The five Cyber Essentials controls are: Firewalls (managing boundary protection and ruleset documentation), Secure Configuration (removing defaults and unnecessary software), User Access Controls (least privilege, MFA, and account lockout policies), Malware Protection (anti-malware, application allowlisting, or sandboxing), and Secure Update Management (applying all updates within 14 days of release). Together they form the baseline set of technical security measures required for certification.
What is Cyber Essentials Plus?
Cyber Essentials Plus is the audited tier of the scheme. Where Cyber Essentials is a self-assessed questionnaire, Cyber Essentials Plus involves a hands-on technical verification by a Certification Body - including external infrastructure assessment, build reviews, vulnerability scanning, and password and phishing assessments. Achieving Cyber Essentials Plus provides a higher level of assurance to customers and supply chain partners.
How long does it take to prepare for Cyber Essentials?
Preparation timelines vary significantly by organisation. Organisations with informal policies already in place typically need four to eight weeks to document existing controls and close any remaining gaps. Organisations starting from scratch - particularly those with a complex or legacy device estate - should allow three to six months. Using a structured gap analysis tool such as the Cyber Essentials Plus Checklist at the outset will give you a clear view of where effort is needed before committing to a certification date.

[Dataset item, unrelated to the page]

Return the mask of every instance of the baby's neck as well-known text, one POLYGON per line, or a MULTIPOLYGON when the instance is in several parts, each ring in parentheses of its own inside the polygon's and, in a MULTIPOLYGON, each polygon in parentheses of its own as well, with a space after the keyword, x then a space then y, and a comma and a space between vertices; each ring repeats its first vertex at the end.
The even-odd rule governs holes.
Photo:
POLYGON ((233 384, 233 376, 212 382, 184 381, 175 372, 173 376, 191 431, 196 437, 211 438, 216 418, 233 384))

Does Cyber Essentials cover cloud services?
Yes. Cloud services - including Infrastructure as a Service (IaaS), Platform as a Service (PaaS), and Software as a Service (SaaS) - are in scope for Cyber Essentials. The Willow release of the Cyber Essentials Requirements for IT Infrastructure introduced clarification on what constitutes a managed cloud service for scoping purposes. Responsibility for the five controls is shared between the organisation and the cloud provider depending on the service model, and the assessment questionnaire requires organisations to confirm which controls have been applied to their cloud-hosted services.